Regardless of into which group someone might’ve entered their journey, ageing is a unique and personal experience. It’s a complex interplay of genetics, lifestyle, and environmental factors as well as treatment. The kind of conditions we worry about include cardiovascular disease, lung disease, bone health, neurocognitive impairment, kidney issues and cancers. For some of these, it is clear that people with HIV may have earlier, more severe, or different presentations of disease. This includes cardiovascular disease and some cancers. For others, such as neurocognitive impairment, the picture is less clear. Plenty of research is ongoing in this area. It may be that people living with HIV have more inflammation going on in their bodies that predisposes towards certain other issues associated with ageing. For this reason, it may be even more important for people living with HIV to reduce factors that increase inflammation.
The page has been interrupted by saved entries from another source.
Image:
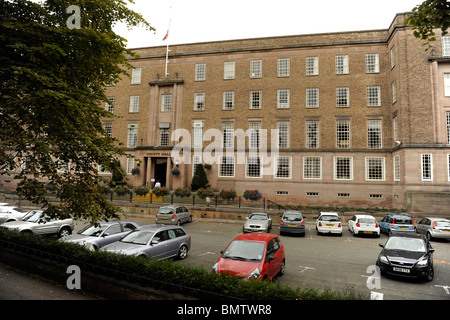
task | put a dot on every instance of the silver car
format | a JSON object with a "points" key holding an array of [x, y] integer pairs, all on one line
{"points": [[94, 237], [258, 222], [434, 228], [153, 241], [37, 223], [173, 214], [11, 213]]}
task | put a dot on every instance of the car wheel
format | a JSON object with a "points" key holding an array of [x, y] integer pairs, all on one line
{"points": [[64, 232], [182, 253]]}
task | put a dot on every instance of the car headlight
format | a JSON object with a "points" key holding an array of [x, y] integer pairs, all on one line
{"points": [[254, 274], [422, 263]]}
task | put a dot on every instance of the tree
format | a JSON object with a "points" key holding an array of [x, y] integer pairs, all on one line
{"points": [[199, 180], [430, 15], [53, 76]]}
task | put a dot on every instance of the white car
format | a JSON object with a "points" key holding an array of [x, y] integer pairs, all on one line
{"points": [[329, 222], [363, 224]]}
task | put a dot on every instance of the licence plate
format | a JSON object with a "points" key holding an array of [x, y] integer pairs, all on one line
{"points": [[401, 270]]}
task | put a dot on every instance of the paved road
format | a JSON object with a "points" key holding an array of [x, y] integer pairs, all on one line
{"points": [[18, 285]]}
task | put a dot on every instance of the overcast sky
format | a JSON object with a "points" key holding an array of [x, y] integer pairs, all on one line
{"points": [[202, 20]]}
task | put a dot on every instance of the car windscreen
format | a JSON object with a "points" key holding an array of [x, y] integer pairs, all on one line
{"points": [[258, 217], [32, 216], [138, 237], [403, 221], [406, 244], [330, 218], [243, 250], [292, 217], [92, 230]]}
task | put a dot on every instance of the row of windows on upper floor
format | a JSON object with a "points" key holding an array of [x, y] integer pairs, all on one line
{"points": [[372, 65], [373, 98]]}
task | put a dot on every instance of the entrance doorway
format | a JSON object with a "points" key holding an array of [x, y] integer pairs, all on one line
{"points": [[160, 173]]}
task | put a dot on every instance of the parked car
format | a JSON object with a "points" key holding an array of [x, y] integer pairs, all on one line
{"points": [[329, 222], [407, 255], [392, 223], [173, 214], [11, 213], [153, 241], [37, 223], [253, 256], [258, 222], [363, 224], [292, 222], [434, 228], [94, 237]]}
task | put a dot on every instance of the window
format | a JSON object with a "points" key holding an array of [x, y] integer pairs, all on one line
{"points": [[447, 84], [394, 92], [448, 127], [132, 135], [283, 167], [197, 128], [253, 168], [283, 98], [312, 167], [164, 134], [255, 68], [392, 56], [255, 99], [166, 102], [200, 72], [109, 106], [373, 96], [446, 46], [372, 63], [427, 167], [284, 67], [254, 139], [228, 70], [228, 134], [374, 134], [343, 134], [312, 134], [312, 66], [134, 104], [397, 168], [312, 97], [342, 97], [199, 101], [228, 100], [226, 166], [342, 64], [343, 168], [283, 134], [136, 76], [375, 168]]}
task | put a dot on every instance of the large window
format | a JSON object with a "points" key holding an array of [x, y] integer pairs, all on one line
{"points": [[375, 168], [226, 166], [312, 167], [343, 168]]}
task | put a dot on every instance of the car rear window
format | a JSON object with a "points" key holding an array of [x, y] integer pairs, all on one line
{"points": [[403, 221]]}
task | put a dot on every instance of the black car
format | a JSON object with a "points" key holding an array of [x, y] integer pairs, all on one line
{"points": [[407, 255]]}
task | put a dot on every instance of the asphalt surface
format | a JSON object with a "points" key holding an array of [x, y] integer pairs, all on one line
{"points": [[18, 285]]}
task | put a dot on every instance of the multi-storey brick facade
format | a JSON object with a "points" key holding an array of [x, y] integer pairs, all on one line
{"points": [[363, 117]]}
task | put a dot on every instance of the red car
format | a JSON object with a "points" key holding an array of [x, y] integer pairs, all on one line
{"points": [[253, 256]]}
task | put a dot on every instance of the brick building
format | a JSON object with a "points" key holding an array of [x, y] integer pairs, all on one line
{"points": [[351, 118]]}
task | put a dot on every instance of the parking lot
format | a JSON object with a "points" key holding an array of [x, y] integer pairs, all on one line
{"points": [[323, 261]]}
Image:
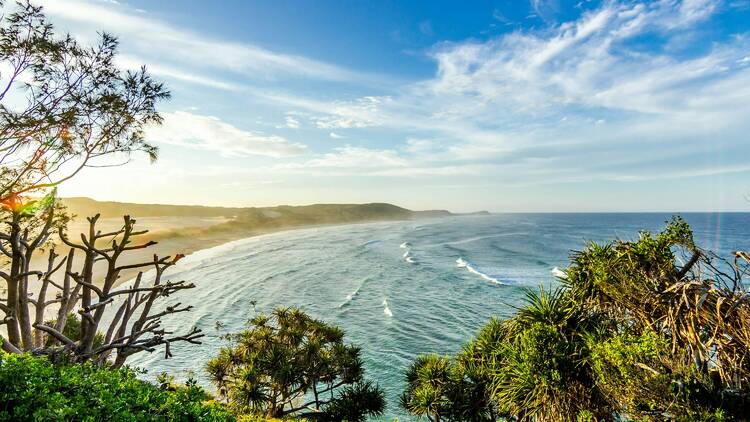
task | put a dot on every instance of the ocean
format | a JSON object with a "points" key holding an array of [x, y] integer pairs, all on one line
{"points": [[402, 288]]}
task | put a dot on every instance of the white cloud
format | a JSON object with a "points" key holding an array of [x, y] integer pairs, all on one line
{"points": [[165, 42], [363, 112], [291, 122], [212, 134], [356, 157]]}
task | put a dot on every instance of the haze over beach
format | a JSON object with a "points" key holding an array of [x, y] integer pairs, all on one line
{"points": [[389, 211]]}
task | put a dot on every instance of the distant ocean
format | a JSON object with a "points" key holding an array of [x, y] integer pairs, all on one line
{"points": [[400, 288]]}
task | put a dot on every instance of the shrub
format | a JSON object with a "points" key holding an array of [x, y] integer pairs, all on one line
{"points": [[33, 389], [289, 364]]}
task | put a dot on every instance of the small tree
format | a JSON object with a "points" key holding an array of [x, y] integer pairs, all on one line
{"points": [[650, 329], [444, 389], [63, 107], [291, 364]]}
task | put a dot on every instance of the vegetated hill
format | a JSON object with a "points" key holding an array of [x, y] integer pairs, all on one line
{"points": [[284, 215], [107, 209]]}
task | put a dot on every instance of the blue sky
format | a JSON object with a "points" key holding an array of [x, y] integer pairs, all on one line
{"points": [[506, 105]]}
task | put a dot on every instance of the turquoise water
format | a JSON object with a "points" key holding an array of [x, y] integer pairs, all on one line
{"points": [[399, 288]]}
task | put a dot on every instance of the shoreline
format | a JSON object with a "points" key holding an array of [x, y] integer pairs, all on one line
{"points": [[192, 245]]}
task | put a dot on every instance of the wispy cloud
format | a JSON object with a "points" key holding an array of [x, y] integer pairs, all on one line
{"points": [[212, 134], [164, 42]]}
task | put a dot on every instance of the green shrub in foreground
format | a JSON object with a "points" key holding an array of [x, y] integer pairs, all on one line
{"points": [[32, 388]]}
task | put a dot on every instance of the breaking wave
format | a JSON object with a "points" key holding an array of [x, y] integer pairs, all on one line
{"points": [[462, 263]]}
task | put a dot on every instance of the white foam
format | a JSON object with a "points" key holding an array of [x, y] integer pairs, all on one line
{"points": [[386, 309], [351, 296], [462, 263], [559, 273]]}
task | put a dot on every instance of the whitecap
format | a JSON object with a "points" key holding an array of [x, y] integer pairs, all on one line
{"points": [[559, 273], [386, 309], [462, 263]]}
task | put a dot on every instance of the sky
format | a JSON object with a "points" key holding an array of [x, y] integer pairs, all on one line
{"points": [[540, 105]]}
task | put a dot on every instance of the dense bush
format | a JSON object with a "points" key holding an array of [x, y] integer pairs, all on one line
{"points": [[650, 329], [33, 389], [289, 364]]}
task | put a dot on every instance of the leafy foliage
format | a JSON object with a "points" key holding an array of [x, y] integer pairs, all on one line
{"points": [[88, 393], [650, 329], [288, 363]]}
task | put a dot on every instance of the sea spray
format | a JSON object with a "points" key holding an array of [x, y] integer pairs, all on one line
{"points": [[559, 273], [386, 309], [462, 263]]}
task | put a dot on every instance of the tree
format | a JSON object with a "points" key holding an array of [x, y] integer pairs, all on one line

Exercising, not smoking, not using illegal drugs, drinking less, having a good diet and, of course, taking your medicine – are all ways to reduce inflammation and protect your body and mind over the long term.
As well as looking after yourself, make sure that have the right medical care. If you do develop symptoms associated with ageing, does your clinic or hospital have the right expertise and referral pathways to ensure you’re fully supported? Managing healthcare issues as you age may need a dedicated ageing or frailty service, and good communication between different healthcare providers, including your GP. It’s important to have healthcare providers who listen, and are responsive to your needs, helping you manage complex situations in addition to your HIV and therapy. It’s also important to report symptoms and concerns at an early stage.
Importantly, remember that the overall picture remains good – people living with HIV have a near normal (sometimes even better!) life expectancy. There are things we can all do to ensure we age healthily, but balance this with enjoying life to the full, knowing that taking your treatment is the single best thing you can do to protect your immune system and safeguard a healthy future.